Pre-impoundment assessment of the limnological processes and eutrophication in a reservoir using three-dimensional modeling: Abolabbas reservoir, Iran

Abstract

Eutrophication in lakes and reservoirs plays a key role in aquatic environments and water quality management by affecting oxygen and nutrient cycles, especially in deep and large impoundments. Prior to reservoir construction, understanding the potential for eutrophication would provide valuable information to water resources planners on the critical factors affecting eutrophication and how reservoir operations might need to be limited or controlled. The pre-impoundment problem, by definition, can only be studied by numerical models, and herein a methodology for applying three-dimensional (3D) hydrodynamic and ecosystem models is proposed. In this paper, the 3D hydrodynamic Estuary, Lake, and Costal Ocean Model is coupled with the Computational Aquatic Ecosystem Dynamic Model to simulate the oxygen and nutrient cycles (eutrophication processes) in a planned deep reservoir in southwest Iran (Abolabbas reservoir). The effects of three scenarios (one normal and two drought conditions) on the reservoir’s eutrophication are investigated.
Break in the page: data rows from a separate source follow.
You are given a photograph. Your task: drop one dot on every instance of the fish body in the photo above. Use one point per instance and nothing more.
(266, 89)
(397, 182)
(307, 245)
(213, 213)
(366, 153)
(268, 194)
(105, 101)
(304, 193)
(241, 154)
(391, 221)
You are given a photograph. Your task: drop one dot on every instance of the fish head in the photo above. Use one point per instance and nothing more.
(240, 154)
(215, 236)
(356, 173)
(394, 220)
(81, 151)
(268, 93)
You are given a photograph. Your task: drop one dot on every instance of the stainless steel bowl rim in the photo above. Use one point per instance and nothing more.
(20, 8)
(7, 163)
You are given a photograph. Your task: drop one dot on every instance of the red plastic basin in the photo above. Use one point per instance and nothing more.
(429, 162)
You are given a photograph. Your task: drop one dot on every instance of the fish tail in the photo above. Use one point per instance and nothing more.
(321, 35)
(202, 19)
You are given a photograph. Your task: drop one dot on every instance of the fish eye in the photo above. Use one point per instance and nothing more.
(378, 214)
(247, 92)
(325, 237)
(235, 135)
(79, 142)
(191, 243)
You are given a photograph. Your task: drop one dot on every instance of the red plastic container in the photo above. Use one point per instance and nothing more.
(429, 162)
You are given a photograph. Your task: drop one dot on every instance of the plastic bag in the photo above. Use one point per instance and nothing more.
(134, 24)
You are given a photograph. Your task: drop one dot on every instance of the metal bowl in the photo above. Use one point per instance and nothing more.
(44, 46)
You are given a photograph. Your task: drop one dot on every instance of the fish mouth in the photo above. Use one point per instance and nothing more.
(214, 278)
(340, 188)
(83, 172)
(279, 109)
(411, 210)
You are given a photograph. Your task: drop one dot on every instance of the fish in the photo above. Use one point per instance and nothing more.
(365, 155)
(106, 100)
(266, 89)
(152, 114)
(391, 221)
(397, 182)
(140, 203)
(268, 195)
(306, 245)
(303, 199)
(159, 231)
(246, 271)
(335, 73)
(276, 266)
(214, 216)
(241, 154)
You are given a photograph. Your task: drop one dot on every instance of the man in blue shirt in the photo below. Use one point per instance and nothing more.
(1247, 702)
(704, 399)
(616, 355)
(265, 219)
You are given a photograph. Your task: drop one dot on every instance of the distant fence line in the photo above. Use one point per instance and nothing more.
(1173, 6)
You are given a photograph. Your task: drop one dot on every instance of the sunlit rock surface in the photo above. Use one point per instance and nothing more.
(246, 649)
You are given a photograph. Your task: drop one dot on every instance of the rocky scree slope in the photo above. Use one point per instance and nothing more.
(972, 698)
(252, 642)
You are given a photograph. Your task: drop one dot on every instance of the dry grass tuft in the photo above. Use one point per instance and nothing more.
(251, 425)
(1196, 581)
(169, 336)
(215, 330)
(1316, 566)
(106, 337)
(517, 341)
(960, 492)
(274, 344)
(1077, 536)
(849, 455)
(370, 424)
Simulated are the life, metabolism, and the settling/resuspension cycles for two groups of phytoplankton (cyanobacteria and chlorophytes), as well as the nitrogen–phosphorous–carbon and dissolved oxygen cycles within the water column. To evaluate the eutrophication, the Trophic State Index and Vollenweider’s model are applied to the model output for the total phosphorus. The results show that under normal conditions, the reservoir should be oligotrophic, whereas the drought scenarios cause a general lowering of the water quality indices and the development of a mesotrophic–eutrophic or even a fully eutrophic state. Under drought conditions, the reservoir might suffer from severe oxygen depletion, especially in the hypolimnion. The analyses indicate further that phosphorus in the reservoir’s inflow is the eutrophication-limiting factor for all the scenarios. The sensitivity analysis indicates that the wind drag coefficient, the light intensity, and the sediment-oxygen exchange exhibit the strongest influence on the modeled eutrophication state in the planned reservoir.